We zien dat in het woord van onze tekst naar voren komen. Dat kan alleen als het gestoeld is op het werk des Vaders in de Zoon, door de Geest. De Knecht des Vaders komt hierin naar voren als Eén Die Zijn zorg heeft; Hij heeft Zijn zorg over het gekrookte riet en de rokende vlaswiek. Het gekrookte riet zal Hij niet verbreken, en de rokende vlaswiek, die zal Hij niet uitblussen. Proeft u daar iets in? U proeft daarin de trouwe en nog eens trouwe zorg van de Vader in de Zoon over de Zijnen. Dat peilt zo diep, zo onbegrijpelijk diep. Maar dan zouden we daar ook aan kunnen toevoegen hoe nu de Knecht des Vaders Zijn werk doet, dat staat in het tweede vers van ons teksthoofdstuk: Hij zal niet schreeuwen, noch Zijn stem verheffen, noch Zijn stem op de straat horen laten. In één keer gezegd, Hij zal zijn werk doen op een gepaste wijze, niet op een wijze die de aandacht van de wereld vraagt, maar in het verborgene wil Hij dit geven aan al de Zijnen. Wonderlijk, het is de grote Herder der schapen, Die voor Zijn schaapjes en ook voor de lammeren zal zorgdragen, maar het komt erop aan of we er ook bij zouden mogen behoren.
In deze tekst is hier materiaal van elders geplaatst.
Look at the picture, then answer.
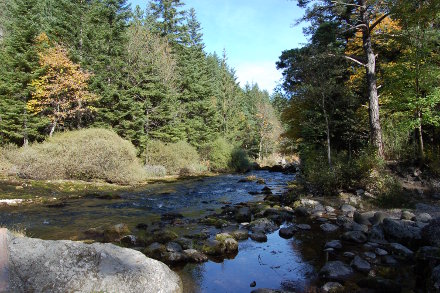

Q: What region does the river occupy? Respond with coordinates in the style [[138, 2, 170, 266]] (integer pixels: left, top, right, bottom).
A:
[[0, 171, 322, 292]]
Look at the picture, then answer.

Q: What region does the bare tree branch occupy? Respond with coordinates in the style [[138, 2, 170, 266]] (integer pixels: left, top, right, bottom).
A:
[[332, 1, 365, 8], [344, 55, 367, 67], [369, 13, 390, 32]]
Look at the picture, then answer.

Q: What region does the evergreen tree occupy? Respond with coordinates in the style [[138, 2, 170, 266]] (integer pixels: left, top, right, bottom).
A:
[[0, 0, 47, 145], [179, 9, 219, 147]]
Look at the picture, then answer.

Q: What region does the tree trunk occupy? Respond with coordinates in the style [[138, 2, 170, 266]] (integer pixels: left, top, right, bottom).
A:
[[322, 94, 332, 168], [49, 120, 57, 137], [23, 107, 29, 147], [417, 110, 425, 162], [359, 0, 385, 158]]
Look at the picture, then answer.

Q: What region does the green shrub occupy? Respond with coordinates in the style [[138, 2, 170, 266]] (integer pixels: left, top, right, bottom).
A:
[[5, 128, 145, 184], [146, 141, 201, 174], [200, 137, 233, 171], [301, 149, 399, 196], [229, 148, 251, 172], [144, 165, 167, 178]]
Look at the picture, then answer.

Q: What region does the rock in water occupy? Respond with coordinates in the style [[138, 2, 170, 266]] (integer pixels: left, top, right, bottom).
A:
[[319, 260, 353, 281], [8, 233, 183, 293], [350, 255, 371, 273], [278, 226, 298, 239], [319, 223, 339, 233]]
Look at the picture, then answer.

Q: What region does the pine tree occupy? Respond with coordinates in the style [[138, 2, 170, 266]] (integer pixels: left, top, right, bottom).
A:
[[179, 9, 219, 147], [0, 0, 47, 145]]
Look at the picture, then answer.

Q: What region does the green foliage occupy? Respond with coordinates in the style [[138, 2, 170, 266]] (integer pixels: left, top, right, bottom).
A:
[[2, 128, 145, 184], [201, 137, 233, 171], [301, 148, 401, 197], [229, 148, 251, 172], [145, 140, 203, 174]]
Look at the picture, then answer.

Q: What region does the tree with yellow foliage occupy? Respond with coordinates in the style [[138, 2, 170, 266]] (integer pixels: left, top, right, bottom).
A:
[[27, 33, 97, 136]]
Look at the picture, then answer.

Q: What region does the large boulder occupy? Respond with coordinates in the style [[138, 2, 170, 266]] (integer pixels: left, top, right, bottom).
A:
[[249, 218, 279, 233], [382, 218, 421, 244], [5, 232, 183, 292], [319, 260, 353, 281], [421, 218, 440, 247]]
Dan kom ik bij het riet, het gekrookte riet. Ik zeg het nog een keer, het is een riet. Wij leven in Nederland en ook in de streken waarin ik nu woon en waar ik opgegroeid ben, zijn veel rietkragen en rietvelden. Ik heb er in mijn kindse dagen heel vaak in gespeeld. Die rietkragen en dat riet groeit alleen op een ondiepte in het water met een drassige ondergrond. Als we Schrift met Schrift vergelijken, dan komt dat riet niet altijd in een positieve zin in de Schrift voor. Ik denk aan hetgeen de Heere Jezus van Johannes de Doper gezegd heeft: Wat zijt gij uitgegaan in de woestijn te aanschouwen? Een riet, dat van den wind ginds en weder bewogen wordt? (Matth. 11:7b).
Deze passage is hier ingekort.